Onboarding w/o dbt Cloud

data_ders · April 6, 2021, 7:18pm

Intro

Central Question

What’s the order of operations for teaching someone dbt and having them set up their local development environment?

To me, it seems a bit of a catch 22.

Background

For all our new Analytic Engineers, there three main things to learn:

dbt, and
how to run dbt commands locally against the team’s db’s
how to contribute to team dbt projects

For me, #3 is the easiest, but #1 and #2 are on the 5-8 on the difficulty scale for a junior data analyst, experience depending. For our team, we’re especially challenged because:

the databases we’re using aren’t supported in dbt Cloud (yet), and
our dev tooling set up for can be daunting and error-prone.

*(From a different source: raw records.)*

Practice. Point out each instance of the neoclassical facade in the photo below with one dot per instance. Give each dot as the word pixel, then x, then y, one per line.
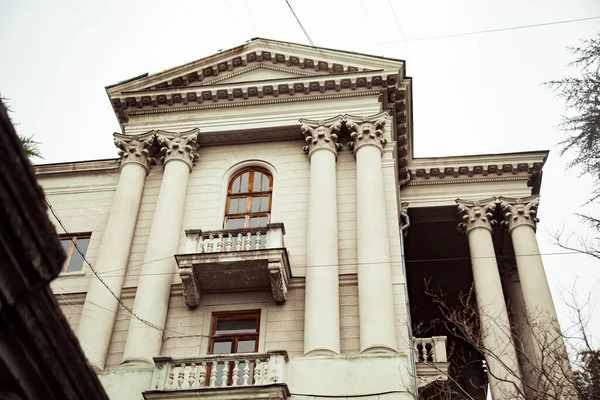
pixel 266 232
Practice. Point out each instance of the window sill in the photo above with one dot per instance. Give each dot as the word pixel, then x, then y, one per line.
pixel 73 274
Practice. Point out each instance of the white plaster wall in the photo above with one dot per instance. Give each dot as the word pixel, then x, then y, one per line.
pixel 82 201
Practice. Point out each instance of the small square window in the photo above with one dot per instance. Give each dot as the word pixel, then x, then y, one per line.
pixel 75 248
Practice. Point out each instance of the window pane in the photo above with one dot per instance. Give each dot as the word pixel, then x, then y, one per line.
pixel 246 346
pixel 223 347
pixel 255 204
pixel 235 188
pixel 66 244
pixel 265 183
pixel 256 185
pixel 234 223
pixel 229 326
pixel 245 179
pixel 76 262
pixel 233 203
pixel 264 203
pixel 242 205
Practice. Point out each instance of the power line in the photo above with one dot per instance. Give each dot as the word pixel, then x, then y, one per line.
pixel 566 21
pixel 300 23
pixel 148 323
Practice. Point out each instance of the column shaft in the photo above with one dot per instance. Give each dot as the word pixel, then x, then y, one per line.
pixel 497 344
pixel 159 266
pixel 100 307
pixel 495 326
pixel 375 295
pixel 551 365
pixel 322 301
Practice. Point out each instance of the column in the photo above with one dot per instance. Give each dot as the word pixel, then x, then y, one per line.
pixel 551 364
pixel 154 287
pixel 497 344
pixel 322 300
pixel 375 297
pixel 100 307
pixel 518 316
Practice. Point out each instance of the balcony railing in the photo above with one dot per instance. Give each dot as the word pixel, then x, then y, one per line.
pixel 249 370
pixel 234 259
pixel 431 349
pixel 431 359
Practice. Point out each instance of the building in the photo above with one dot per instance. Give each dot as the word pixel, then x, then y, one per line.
pixel 266 233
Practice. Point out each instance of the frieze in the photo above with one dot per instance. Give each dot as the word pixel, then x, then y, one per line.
pixel 475 170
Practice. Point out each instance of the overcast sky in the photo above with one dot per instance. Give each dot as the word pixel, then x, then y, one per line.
pixel 472 94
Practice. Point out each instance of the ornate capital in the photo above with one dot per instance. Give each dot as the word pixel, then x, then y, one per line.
pixel 182 146
pixel 519 211
pixel 476 214
pixel 366 131
pixel 136 149
pixel 321 134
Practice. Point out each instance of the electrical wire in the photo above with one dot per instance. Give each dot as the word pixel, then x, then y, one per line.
pixel 300 23
pixel 567 21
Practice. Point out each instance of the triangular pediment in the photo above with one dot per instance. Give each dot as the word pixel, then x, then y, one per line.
pixel 260 72
pixel 259 60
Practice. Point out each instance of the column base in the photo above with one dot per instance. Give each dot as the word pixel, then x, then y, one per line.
pixel 136 362
pixel 378 349
pixel 320 352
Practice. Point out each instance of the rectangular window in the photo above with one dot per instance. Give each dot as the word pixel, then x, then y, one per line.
pixel 75 248
pixel 234 333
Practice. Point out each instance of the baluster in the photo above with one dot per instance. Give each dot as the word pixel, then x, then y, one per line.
pixel 202 375
pixel 192 376
pixel 257 244
pixel 220 243
pixel 181 376
pixel 225 374
pixel 235 373
pixel 238 243
pixel 248 241
pixel 432 354
pixel 229 242
pixel 210 244
pixel 257 366
pixel 213 374
pixel 171 376
pixel 246 373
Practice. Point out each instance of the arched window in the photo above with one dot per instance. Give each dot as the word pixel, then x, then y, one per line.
pixel 249 199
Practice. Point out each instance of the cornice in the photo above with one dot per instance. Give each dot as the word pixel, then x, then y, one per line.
pixel 93 166
pixel 254 102
pixel 525 178
pixel 246 93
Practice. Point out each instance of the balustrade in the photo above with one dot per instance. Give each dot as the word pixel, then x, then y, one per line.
pixel 429 350
pixel 220 371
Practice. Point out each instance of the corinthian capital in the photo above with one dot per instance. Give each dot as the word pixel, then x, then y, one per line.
pixel 476 214
pixel 519 211
pixel 321 134
pixel 182 146
pixel 135 149
pixel 366 131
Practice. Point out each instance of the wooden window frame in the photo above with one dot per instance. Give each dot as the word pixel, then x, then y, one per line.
pixel 73 238
pixel 234 337
pixel 249 194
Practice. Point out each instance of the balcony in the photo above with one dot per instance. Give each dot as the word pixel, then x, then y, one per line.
pixel 233 376
pixel 431 359
pixel 234 259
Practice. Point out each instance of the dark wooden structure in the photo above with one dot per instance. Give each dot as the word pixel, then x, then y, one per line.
pixel 40 357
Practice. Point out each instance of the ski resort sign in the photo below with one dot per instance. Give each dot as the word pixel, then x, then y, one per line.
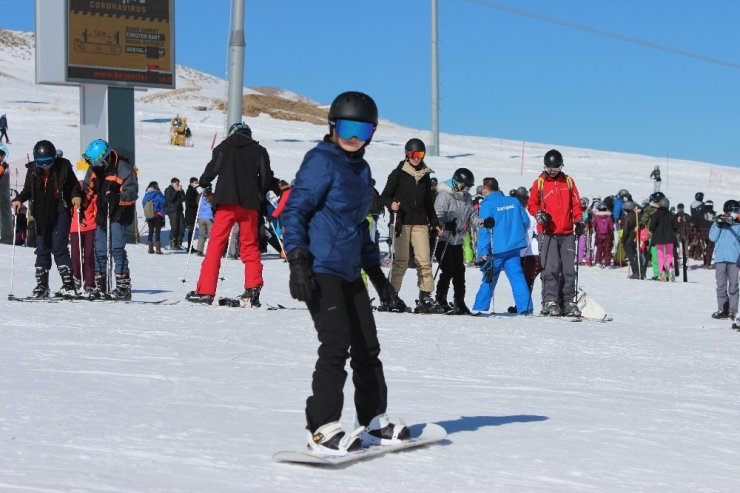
pixel 112 42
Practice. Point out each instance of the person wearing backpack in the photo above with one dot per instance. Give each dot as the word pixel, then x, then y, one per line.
pixel 603 224
pixel 154 202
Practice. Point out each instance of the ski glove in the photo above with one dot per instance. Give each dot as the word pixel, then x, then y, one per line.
pixel 387 294
pixel 112 198
pixel 302 284
pixel 542 217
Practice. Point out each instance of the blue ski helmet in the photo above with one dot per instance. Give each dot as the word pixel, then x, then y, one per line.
pixel 96 152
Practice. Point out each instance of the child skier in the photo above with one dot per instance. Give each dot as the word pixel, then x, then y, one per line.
pixel 327 241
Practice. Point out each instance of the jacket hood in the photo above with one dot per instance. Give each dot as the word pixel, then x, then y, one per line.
pixel 239 140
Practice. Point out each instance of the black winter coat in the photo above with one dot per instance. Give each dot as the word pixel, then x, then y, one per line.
pixel 664 227
pixel 61 186
pixel 243 169
pixel 416 198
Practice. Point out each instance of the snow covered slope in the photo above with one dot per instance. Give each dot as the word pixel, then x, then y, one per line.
pixel 183 398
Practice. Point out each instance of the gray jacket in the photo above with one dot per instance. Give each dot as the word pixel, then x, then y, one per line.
pixel 457 206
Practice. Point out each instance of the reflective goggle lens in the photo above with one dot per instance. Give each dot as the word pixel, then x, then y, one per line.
pixel 347 129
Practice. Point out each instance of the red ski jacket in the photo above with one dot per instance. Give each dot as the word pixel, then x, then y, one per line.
pixel 558 197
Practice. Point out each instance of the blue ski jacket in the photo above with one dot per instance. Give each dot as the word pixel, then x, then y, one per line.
pixel 510 227
pixel 327 212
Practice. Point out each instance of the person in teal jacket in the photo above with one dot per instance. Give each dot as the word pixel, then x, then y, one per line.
pixel 500 240
pixel 725 234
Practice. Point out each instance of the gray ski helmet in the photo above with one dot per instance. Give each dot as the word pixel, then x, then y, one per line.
pixel 415 145
pixel 553 159
pixel 353 105
pixel 240 127
pixel 464 177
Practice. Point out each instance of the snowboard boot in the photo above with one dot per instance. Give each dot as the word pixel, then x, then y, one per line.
pixel 426 304
pixel 441 300
pixel 42 284
pixel 459 307
pixel 396 306
pixel 550 309
pixel 68 289
pixel 250 298
pixel 570 309
pixel 100 291
pixel 195 297
pixel 381 431
pixel 330 439
pixel 122 290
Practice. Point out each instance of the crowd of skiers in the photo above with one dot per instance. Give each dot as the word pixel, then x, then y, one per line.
pixel 324 224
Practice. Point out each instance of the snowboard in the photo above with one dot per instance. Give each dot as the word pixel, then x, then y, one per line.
pixel 421 434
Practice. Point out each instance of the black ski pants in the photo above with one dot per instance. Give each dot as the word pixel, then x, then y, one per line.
pixel 345 327
pixel 452 266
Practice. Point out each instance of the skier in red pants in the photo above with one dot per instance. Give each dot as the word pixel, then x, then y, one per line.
pixel 243 167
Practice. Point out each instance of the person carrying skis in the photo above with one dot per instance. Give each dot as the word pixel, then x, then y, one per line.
pixel 500 241
pixel 327 241
pixel 555 204
pixel 408 195
pixel 112 183
pixel 53 190
pixel 243 168
pixel 725 234
pixel 454 208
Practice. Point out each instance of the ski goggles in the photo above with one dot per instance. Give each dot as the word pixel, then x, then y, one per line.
pixel 347 129
pixel 44 162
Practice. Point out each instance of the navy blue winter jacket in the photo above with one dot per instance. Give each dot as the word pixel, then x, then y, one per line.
pixel 327 212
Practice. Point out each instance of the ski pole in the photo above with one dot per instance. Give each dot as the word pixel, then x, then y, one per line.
pixel 109 256
pixel 190 242
pixel 79 243
pixel 12 261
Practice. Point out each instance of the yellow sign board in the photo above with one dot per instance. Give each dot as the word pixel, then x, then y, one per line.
pixel 121 42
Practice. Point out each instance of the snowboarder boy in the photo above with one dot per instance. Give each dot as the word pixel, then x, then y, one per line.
pixel 53 189
pixel 327 241
pixel 112 183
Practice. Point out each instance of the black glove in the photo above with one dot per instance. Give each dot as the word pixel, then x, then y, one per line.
pixel 113 198
pixel 542 217
pixel 302 284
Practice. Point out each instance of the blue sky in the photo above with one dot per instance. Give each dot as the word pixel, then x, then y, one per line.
pixel 502 75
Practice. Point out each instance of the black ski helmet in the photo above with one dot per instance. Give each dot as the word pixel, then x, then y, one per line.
pixel 729 205
pixel 464 177
pixel 415 145
pixel 553 159
pixel 44 153
pixel 353 105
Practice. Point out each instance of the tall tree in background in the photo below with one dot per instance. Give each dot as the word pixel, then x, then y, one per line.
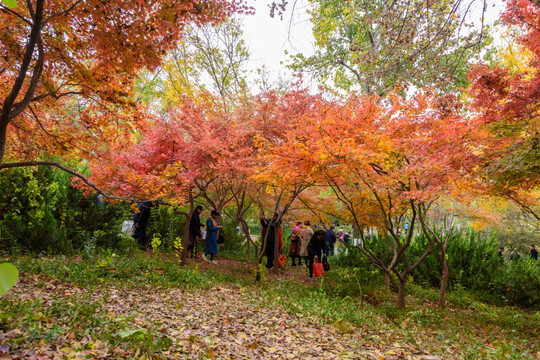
pixel 380 46
pixel 505 97
pixel 84 54
pixel 210 58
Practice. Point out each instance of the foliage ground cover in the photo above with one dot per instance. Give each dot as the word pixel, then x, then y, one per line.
pixel 147 306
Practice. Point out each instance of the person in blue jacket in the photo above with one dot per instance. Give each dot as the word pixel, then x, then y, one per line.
pixel 330 239
pixel 212 227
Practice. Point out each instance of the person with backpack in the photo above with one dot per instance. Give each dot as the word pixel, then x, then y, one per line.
pixel 305 236
pixel 194 232
pixel 294 250
pixel 212 227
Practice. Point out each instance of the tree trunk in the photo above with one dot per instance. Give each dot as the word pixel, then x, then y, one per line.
pixel 444 278
pixel 185 240
pixel 400 297
pixel 276 249
pixel 245 228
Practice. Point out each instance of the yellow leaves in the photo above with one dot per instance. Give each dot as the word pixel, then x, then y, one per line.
pixel 344 326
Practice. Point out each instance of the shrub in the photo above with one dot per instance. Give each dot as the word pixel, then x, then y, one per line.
pixel 41 211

After months of work, our team has all our initial infrastructure set up for an analytics engineering team, our largest impediment is on-boarding new folks! Initially I trained 3 folks myself and it was very hands-on and very touch-and-go with bugs we’ve since ironed out. More recently we trained our data science team on how contribute. The amount of time required went down, but the time spent on environment set up was equivalent to the time was still focused on actually learning dbt.

Over the next few months, we’ll have up to six people joining. I’m looking for a happy path for on-boarding that is well-documented and mostly self-guided.

Current Paths

dbt first (via dbt fundamentals)

the new joiner:

makes dbt Cloud trial account, Big Query project and GitHub repo,
completes the dbt Fundamentals course
sets up local dev env according to instructions
plays with jaffle_shop project and our own dbt-msft-specific dbt training on our dbs and their dev env
gets access to our actual DW and onboads on the our dbt project

dev env first

the new joiner:

sets up local dev env according to instructions
follows our own dbt-msft-specific dbt training
continue training with the original dbt CLI tutorial using a test db our ours and their dev env
gets access to our actual DW and onboads on the our dbt project

comparison

First Step	Pros	Cons
learn dbt	Focused on dbt, without distraction of set up and less than 100% aligned UI	Upfront work of dbt Cloud GitHub and Big Query set up
dev env set up	Never have to touch BigQuery or dbt Cloud or even GitHub	a lot of upfront work

dev environment set-up

Here’s our current iteration of an developer environment set up. I’m sure paginating it would make it less overwhelming, but there’s A LOT of set up! VSCode, Git, Anaconda, MSFT ODBC Driver, Azure Data Studio, the Azure CLI, lions, tigers, bears, etc.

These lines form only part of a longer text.